Audre Lorde is a legally blind Black lesbian poet born in New York City to Caribbean immigrants. Serving as the first-person speaker of her poetry, she draws directly from her own life. She works as a librarian and college professor while dedicating herself to activism against racism, sexism, classism, and anti-gay bias. In her writing, she equates her Black identity to coal formed deep within the earth, transforming the pressures of discrimination into diamond-like words.

Key Relationships

Former wife of Edwin Rollins

Romantic partner of Frances Clayton

Spiritually connected to Yemanjá

Supporting Characters

Edwin Rollins is a gay man who marries Audre Lorde in 1962. During their marriage, the couple has two children together, and Lorde begins her career publishing books of poetry.
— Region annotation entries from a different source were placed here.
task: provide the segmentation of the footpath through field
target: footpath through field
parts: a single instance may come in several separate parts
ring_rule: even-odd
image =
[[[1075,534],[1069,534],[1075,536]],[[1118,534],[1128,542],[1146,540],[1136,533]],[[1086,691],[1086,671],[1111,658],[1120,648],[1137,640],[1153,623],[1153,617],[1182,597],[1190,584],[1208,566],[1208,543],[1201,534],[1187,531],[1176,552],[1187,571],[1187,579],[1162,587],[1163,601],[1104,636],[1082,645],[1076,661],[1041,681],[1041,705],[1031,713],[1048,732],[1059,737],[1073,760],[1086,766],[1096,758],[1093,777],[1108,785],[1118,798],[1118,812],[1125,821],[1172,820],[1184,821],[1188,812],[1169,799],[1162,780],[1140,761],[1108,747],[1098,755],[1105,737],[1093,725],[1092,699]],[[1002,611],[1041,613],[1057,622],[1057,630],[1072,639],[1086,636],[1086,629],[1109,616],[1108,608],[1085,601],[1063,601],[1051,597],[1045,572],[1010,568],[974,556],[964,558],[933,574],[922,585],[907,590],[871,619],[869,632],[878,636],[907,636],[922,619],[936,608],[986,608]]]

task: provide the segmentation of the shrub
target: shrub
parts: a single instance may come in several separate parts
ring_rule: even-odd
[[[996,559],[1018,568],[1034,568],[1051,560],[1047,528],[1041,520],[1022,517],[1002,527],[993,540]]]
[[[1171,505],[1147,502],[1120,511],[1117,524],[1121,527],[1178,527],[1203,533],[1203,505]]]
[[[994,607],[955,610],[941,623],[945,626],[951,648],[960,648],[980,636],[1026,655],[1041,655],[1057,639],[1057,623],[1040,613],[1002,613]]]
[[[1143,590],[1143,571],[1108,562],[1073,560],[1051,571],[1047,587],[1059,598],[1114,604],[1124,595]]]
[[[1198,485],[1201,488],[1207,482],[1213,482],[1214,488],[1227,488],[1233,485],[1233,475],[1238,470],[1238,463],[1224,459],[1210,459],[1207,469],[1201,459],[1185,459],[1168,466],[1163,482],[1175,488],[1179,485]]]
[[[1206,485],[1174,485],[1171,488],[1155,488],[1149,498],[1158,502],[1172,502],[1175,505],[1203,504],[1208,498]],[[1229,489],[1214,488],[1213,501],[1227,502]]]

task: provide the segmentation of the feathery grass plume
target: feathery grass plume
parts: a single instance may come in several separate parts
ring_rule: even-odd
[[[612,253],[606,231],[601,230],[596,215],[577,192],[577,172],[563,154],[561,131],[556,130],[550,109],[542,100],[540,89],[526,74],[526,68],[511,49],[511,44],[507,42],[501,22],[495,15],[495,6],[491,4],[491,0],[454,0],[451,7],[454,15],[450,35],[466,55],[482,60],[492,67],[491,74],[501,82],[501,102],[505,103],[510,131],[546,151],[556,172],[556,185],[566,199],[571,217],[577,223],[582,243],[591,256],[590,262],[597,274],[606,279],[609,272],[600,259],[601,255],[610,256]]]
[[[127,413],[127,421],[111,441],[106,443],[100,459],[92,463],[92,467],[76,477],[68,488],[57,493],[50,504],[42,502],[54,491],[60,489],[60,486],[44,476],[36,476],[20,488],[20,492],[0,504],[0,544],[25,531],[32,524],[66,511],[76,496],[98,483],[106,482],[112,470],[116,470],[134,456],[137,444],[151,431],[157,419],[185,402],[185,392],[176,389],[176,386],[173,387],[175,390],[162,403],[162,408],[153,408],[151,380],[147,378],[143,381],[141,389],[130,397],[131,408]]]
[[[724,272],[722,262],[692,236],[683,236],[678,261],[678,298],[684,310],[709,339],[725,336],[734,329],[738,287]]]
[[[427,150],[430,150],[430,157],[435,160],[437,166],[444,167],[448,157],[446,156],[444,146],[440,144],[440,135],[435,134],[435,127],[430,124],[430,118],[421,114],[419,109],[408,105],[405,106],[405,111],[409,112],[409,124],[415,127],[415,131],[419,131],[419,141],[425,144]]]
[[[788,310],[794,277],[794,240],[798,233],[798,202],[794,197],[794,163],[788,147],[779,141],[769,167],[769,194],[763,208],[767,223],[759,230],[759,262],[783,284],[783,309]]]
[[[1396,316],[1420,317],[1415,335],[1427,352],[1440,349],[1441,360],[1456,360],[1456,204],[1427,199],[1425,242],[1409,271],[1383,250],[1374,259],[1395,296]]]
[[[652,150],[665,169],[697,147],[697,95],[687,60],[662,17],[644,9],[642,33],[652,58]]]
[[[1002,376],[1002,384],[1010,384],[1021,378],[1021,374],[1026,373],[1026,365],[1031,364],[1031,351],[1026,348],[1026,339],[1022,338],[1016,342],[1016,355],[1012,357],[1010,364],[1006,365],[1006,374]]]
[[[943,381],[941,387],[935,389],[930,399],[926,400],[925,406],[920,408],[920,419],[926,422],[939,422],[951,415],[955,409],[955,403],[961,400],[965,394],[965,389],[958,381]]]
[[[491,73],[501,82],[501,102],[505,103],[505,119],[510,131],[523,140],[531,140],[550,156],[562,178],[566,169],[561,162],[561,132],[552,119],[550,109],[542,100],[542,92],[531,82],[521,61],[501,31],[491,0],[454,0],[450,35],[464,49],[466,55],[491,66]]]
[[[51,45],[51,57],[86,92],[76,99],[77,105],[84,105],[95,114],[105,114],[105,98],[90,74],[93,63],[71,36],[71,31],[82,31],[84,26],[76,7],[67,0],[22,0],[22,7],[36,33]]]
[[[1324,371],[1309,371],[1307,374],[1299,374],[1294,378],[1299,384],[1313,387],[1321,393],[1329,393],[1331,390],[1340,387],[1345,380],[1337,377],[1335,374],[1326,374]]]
They divorce in 1970 as they both embrace their true sexual identities.

Key Relationships

Former husband of Audre Lorde

Frances Clayton is Audre Lorde's long-term romantic partner. She becomes involved with the poet in 1972, remaining with her during Lorde's highly active years as an international activist and cofounder of the Kitchen Table: Women of Color Press.

Key Relationships

Romantic partner of Audre Lorde

Yemanjá, or Yemọja, is the mother of the Orishas (spirits) in the Yoruba religion. Within the context of Lorde's broader body of work, Yemanjá represents the ultimate maternal figure who fully embraces the dark-skinned Blackness that Lorde's own biological mother rejects.